Tuesday, May 4, 2021

Does anyone else....?

 Does anyone else feel they've ever been a victim of narcissism abuse?  I have a particular person in my life who I feel has been very abusive.  The thing is, I highly doubt they have the smarts to realize they're actually abusive.  While they are a person who remains active in my life, the good news is I have moved and I'm halfway across the country from where they are.  I realize I shouldn't be 'allowing' this person to have this continued control over me and the good news is they don't!  I feel though I have nowhere to go or no one to talk to about this to allow me to get over this.  So I'll post it here.
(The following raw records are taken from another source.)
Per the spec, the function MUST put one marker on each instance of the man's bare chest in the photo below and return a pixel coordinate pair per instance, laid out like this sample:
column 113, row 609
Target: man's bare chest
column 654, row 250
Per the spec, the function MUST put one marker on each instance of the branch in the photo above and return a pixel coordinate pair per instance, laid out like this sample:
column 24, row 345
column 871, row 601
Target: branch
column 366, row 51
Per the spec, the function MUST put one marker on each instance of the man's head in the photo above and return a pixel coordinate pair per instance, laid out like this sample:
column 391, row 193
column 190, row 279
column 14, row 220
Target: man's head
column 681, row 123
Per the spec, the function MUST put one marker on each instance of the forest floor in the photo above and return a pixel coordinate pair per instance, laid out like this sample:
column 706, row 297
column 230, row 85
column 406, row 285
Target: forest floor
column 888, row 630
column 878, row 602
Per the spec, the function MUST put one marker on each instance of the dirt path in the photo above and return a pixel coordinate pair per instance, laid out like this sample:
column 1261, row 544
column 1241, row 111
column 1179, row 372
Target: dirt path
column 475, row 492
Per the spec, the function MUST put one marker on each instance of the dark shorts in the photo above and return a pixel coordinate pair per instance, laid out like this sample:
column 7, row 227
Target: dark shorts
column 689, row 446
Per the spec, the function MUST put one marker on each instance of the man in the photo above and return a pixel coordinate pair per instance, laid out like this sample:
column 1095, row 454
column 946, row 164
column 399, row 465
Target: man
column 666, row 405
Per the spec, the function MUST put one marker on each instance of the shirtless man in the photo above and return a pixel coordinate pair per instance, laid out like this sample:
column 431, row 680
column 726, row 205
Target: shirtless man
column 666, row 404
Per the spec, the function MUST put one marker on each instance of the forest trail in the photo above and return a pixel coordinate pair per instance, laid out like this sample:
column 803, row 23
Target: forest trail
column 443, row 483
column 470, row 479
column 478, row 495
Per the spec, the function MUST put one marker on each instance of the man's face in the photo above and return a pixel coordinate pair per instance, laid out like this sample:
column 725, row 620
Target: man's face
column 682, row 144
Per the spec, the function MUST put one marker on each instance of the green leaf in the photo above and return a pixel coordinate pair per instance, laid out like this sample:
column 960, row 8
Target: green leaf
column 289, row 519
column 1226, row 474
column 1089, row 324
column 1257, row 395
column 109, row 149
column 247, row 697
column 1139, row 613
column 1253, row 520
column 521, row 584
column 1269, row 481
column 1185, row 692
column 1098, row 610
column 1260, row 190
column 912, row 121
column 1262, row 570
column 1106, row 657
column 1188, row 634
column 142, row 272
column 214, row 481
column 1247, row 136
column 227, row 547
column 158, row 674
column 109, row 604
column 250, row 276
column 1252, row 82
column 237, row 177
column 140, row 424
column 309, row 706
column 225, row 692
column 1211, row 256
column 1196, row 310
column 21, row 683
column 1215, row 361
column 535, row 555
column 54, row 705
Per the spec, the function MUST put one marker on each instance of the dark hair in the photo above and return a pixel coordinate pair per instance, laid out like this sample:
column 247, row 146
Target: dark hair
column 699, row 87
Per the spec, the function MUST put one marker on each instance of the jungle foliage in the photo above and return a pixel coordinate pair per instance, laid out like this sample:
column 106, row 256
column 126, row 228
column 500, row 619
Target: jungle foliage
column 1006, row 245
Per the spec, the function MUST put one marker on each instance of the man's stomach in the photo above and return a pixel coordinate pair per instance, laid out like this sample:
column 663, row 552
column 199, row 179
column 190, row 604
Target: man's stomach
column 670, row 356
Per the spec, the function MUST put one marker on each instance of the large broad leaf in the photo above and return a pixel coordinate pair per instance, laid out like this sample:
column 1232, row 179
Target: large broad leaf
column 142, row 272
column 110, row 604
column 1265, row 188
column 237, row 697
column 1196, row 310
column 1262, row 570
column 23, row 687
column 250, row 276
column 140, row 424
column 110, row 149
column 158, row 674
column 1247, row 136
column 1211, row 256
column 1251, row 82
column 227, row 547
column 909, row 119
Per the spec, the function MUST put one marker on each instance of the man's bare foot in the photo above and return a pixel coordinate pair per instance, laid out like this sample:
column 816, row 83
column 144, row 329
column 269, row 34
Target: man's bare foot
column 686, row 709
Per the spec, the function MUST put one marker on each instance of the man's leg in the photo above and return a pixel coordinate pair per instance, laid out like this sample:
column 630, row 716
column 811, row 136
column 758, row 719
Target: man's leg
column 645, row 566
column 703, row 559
I have deleted all forms of social media for personal use.  When I have to, I also only use it for the incidents I'm needing to in a work-life fashion.  (I am a media director, so I cannot be completely deleted from it, but since I am 'logged in' via work I do not consider it mine.  Nor do I use that for any personal use.  By not giving myself that access, I have essentially removed myself from this person.  That doesn't mean I still don't get whiffs of info or tidbits from other areas of my life.  I have a much easier time though with that information than I did when I was fully online.  It just further proves my thoughts on their hypocrisy and ungratefulness that they're even able to wake up every morning as if they didn't do anything, ever.  (They even go so far as to be the victim in heated situations.)
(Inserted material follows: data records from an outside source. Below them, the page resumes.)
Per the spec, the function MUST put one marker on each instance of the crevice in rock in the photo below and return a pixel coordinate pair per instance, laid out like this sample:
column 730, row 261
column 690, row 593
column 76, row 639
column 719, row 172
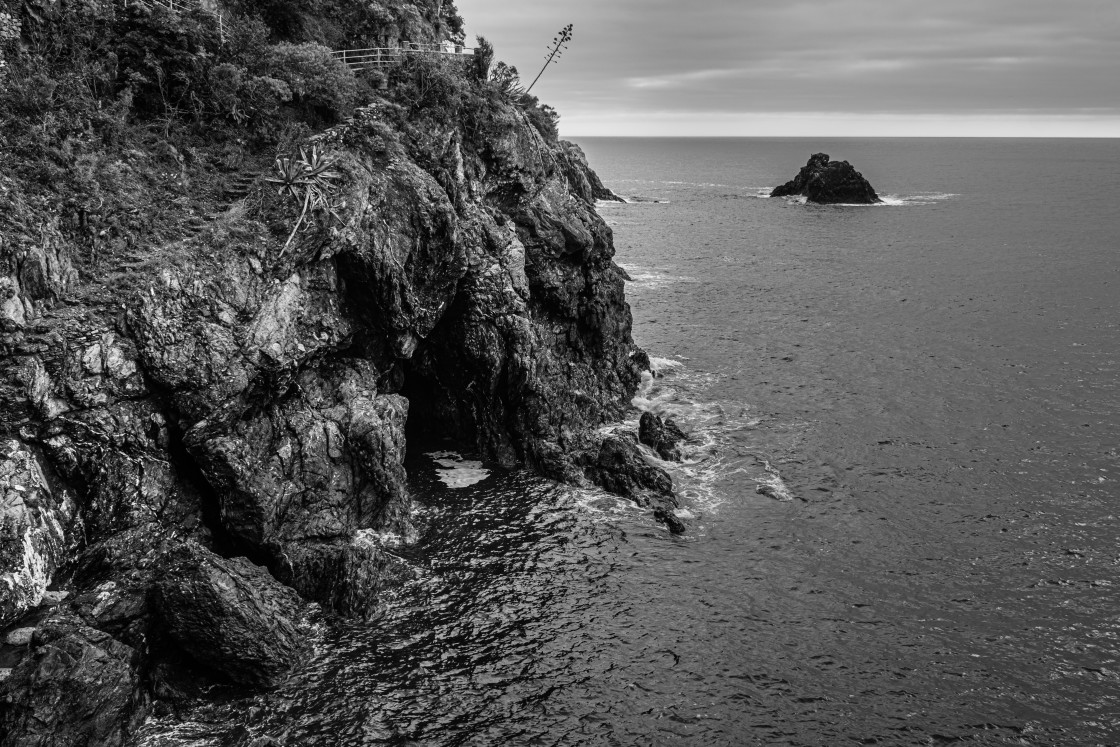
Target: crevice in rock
column 210, row 504
column 436, row 418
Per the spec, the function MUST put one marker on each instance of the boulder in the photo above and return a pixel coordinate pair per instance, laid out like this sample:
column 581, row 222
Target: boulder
column 232, row 616
column 826, row 181
column 662, row 436
column 619, row 468
column 77, row 688
column 34, row 530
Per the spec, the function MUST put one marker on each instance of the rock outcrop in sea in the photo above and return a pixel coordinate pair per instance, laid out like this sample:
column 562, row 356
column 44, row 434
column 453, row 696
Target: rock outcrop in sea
column 827, row 181
column 201, row 454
So while I can't fully delete them from my life as easily as they do with their thoughts, I can and have distanced myself, removed myself from gaining any easily updated information, and generally don't ever ask or include them in any topic of conversation.  Again, while it has taken me time to get to this point, it has become easier to remove those 'times' from my memory.  I haven't completely done so, and they do bother me from time to time, which is why I have this.  So don't be surprised if I go about my blog on a happy note about beating some game when the next it is semi-depressing.  I'm generally not a depressing person, at the same time tho I do need some avenue to vent and scream, even if no one is listening.